6Your boasting is not a good thing. Do you not know that a little yeast leavens the whole batch of dough? 7Clean out the old yeast so that you may be a new batch, as you really are unleavened. For our paschal lamb, Christ, has been sacrificed. 8Therefore, let us celebrate the festival, not with the old yeast, the yeast of malice and evil, but with the unleavened bread of sincerity and truth.

Paul called the people to celebrate the festival with “sincerity and truth.” The context of Paul’s words were a clarion call for righteous living.

For us today, what is the “unleavened bread” with which we should celebrate a holiday like Easter?

In and through whatever way you decide to react to the shout of Jesus’s resurrection, God is at work, improvising in your life a new way to live life, a new way to encounter divine fulfillment.

  • Maybe you need, as did Corinth in Paul’s day, “sincerity and truth.”

  • Maybe you need to get out of the proverbial burning building.

  • Maybe you need to reach out to a hurting world.

  • Maybe you need to push beyond chronic unbelief and reconsider the impact of Jesus’s resurrection on your life.

  • Maybe you need to move beyond the scholarly minutiae of the “historical Jesus” and biblical interpretation.

Whatever you need, God is there in the resurrection, startling you to respond by losing your inhibitions to his grace.
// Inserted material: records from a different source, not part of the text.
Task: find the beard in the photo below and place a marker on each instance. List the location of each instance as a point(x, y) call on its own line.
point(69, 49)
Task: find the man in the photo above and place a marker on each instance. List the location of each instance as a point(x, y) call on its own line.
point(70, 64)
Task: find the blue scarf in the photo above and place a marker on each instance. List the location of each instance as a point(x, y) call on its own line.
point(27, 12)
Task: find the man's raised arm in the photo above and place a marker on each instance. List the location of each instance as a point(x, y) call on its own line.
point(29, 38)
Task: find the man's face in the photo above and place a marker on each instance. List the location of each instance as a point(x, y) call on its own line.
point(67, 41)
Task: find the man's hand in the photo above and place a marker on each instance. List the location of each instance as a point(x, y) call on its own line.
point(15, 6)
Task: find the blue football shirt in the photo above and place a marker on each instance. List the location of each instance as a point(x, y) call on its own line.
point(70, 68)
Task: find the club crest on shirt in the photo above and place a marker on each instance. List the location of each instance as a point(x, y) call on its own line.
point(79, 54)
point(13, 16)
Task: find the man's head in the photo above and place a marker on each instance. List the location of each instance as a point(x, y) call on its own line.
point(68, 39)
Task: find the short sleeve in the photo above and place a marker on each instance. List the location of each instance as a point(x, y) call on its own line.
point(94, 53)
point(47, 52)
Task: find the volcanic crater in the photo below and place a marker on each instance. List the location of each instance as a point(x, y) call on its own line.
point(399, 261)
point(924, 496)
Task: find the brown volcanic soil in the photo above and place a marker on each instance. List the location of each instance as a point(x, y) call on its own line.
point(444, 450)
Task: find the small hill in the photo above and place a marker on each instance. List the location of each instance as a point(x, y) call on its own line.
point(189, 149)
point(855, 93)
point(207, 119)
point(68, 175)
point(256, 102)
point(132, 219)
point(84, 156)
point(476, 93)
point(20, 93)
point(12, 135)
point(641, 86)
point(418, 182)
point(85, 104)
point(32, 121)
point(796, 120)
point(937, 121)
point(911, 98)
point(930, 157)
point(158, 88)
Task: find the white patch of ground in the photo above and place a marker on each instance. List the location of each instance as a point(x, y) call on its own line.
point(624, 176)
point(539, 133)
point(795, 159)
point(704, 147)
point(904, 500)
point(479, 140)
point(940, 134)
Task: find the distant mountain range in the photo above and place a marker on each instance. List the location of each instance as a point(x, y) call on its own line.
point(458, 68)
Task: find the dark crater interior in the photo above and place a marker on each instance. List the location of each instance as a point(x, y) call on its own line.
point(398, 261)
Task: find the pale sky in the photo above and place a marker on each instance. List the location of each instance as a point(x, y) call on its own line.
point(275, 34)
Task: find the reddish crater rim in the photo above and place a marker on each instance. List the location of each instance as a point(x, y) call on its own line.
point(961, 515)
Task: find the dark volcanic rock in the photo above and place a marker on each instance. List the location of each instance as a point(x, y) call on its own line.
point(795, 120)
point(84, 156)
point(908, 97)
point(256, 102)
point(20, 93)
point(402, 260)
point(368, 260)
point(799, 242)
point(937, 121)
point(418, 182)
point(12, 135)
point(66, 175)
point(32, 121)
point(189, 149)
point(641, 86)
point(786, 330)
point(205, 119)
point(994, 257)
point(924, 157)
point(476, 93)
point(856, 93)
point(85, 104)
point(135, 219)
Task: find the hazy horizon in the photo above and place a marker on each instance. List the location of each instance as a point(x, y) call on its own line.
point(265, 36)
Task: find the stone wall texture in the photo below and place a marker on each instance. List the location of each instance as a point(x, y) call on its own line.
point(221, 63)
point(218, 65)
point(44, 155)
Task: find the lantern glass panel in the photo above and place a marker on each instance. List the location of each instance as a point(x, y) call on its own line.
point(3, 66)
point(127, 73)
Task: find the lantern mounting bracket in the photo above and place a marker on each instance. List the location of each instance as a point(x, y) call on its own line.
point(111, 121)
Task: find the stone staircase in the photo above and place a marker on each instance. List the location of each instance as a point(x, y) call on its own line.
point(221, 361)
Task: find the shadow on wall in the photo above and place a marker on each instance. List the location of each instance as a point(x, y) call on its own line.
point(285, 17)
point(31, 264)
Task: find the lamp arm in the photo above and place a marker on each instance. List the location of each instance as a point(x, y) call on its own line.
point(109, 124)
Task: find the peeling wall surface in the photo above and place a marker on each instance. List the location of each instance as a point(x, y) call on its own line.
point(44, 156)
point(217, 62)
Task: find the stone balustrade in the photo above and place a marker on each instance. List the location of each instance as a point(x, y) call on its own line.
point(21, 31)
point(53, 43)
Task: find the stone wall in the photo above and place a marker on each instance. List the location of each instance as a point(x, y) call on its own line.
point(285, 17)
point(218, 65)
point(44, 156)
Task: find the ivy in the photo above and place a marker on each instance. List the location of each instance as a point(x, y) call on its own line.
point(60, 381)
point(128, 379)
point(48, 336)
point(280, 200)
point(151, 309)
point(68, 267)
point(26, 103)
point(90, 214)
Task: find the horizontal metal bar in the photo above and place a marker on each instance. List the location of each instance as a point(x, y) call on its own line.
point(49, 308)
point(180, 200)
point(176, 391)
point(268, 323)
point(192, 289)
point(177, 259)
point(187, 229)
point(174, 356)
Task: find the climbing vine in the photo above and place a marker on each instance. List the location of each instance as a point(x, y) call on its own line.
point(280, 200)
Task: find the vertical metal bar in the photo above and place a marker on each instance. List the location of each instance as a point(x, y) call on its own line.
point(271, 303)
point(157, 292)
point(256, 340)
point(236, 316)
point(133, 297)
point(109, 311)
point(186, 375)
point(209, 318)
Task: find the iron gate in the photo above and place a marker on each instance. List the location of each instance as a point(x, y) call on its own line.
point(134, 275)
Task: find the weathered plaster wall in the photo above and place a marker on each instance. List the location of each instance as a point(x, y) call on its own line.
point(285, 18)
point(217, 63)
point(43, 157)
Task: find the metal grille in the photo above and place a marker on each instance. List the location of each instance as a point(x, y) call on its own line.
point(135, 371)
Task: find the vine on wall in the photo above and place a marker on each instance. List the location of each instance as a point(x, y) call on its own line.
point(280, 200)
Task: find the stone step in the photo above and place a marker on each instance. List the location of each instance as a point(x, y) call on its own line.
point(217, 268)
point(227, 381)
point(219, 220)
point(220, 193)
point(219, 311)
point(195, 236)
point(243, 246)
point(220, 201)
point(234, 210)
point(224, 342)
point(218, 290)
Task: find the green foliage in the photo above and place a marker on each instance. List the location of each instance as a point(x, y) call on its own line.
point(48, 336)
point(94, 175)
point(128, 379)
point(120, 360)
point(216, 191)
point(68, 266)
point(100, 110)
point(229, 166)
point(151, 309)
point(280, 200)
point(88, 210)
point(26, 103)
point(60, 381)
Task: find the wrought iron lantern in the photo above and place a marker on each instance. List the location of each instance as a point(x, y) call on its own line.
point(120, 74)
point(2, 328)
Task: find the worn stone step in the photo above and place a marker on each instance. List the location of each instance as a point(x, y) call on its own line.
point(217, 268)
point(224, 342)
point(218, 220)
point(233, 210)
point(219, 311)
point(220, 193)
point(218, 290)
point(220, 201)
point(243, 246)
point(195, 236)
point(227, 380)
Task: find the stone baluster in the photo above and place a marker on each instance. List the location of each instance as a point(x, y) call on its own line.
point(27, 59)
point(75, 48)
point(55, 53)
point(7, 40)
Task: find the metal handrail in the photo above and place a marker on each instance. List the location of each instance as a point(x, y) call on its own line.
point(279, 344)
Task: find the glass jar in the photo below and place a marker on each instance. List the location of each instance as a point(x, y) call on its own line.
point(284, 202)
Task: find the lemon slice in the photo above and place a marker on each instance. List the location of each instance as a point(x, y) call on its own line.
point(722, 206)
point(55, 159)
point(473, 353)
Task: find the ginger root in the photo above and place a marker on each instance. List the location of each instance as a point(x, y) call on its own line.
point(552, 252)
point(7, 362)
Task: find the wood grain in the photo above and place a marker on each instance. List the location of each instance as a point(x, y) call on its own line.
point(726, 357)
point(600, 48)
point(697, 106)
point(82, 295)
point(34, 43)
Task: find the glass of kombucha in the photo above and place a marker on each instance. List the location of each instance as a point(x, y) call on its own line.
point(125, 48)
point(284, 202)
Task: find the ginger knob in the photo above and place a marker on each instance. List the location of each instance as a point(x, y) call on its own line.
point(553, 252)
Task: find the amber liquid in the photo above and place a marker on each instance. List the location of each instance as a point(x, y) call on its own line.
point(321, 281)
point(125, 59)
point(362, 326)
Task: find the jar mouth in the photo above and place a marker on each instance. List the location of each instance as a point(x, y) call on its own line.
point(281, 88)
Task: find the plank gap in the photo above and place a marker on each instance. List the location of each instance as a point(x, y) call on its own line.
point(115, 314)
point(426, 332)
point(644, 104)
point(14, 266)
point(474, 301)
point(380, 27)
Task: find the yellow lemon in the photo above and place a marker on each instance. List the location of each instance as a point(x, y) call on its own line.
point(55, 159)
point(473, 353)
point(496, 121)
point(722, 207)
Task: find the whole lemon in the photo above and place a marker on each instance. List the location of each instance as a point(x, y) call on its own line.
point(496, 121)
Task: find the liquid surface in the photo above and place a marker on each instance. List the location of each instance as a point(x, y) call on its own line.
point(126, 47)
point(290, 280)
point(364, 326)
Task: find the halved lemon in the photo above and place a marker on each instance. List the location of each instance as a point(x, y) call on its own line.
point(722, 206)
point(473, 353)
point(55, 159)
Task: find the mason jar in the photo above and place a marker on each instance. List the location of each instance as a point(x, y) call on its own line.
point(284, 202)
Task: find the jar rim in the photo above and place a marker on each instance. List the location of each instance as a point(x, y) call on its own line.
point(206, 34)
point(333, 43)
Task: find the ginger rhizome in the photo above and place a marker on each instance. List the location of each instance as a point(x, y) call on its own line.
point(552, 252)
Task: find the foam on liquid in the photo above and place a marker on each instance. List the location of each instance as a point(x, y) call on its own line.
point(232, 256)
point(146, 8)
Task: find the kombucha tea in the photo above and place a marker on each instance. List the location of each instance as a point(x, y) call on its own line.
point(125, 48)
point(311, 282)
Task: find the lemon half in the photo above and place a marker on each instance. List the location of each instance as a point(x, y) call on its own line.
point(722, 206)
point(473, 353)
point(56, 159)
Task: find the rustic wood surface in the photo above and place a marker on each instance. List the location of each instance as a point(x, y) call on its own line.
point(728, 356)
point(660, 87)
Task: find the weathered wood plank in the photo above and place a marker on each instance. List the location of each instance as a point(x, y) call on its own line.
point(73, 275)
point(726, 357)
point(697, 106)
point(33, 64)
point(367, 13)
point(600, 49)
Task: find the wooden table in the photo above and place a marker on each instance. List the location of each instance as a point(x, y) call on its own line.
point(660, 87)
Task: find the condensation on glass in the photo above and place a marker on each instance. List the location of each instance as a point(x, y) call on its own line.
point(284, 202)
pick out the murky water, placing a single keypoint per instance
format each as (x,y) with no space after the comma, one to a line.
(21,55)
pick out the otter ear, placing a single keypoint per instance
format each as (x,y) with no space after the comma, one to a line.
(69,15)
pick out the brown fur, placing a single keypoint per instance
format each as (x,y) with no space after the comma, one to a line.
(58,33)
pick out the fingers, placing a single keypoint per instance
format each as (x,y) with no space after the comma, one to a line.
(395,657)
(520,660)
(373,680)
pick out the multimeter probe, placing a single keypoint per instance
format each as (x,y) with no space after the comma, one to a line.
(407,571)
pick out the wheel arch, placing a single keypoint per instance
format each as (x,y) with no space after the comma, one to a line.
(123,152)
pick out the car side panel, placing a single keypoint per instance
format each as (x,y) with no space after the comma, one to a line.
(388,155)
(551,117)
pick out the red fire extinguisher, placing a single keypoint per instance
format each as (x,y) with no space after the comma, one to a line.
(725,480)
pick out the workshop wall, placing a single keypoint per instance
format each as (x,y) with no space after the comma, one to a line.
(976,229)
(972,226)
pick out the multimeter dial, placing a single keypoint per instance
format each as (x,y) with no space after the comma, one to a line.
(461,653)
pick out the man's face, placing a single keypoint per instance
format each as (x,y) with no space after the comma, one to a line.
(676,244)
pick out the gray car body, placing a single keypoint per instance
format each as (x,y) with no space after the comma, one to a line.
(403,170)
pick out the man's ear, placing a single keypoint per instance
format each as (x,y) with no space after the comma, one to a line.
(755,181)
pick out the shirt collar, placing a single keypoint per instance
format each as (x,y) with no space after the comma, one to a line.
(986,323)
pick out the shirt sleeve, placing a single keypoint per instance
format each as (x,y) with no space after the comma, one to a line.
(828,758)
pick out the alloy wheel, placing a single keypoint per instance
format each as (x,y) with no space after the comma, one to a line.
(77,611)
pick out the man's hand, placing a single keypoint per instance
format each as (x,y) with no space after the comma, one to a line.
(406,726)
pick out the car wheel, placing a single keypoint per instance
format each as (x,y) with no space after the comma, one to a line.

After Jesus was raised to resurrection life he appeared to his disciples and said, “Do not be afraid.” God does startle us, but once we overcome the initial surprise of God’s action in our life, we should not be afraid of God. We should lower our defenses and open ourselves up to be changed and to be change agents.

“And suddenly there was a great earthquake …” was not the end of the story. There’s so much more than being startled. Get into the Bible. Read the stories for yourself. Practice your faith, whatever form it may take, get better and better at living out your faith, and then, when God is ready, he will startle you on occasion, and that is your opportunity to improvise with God in playing the beautiful music that is your life. Amen.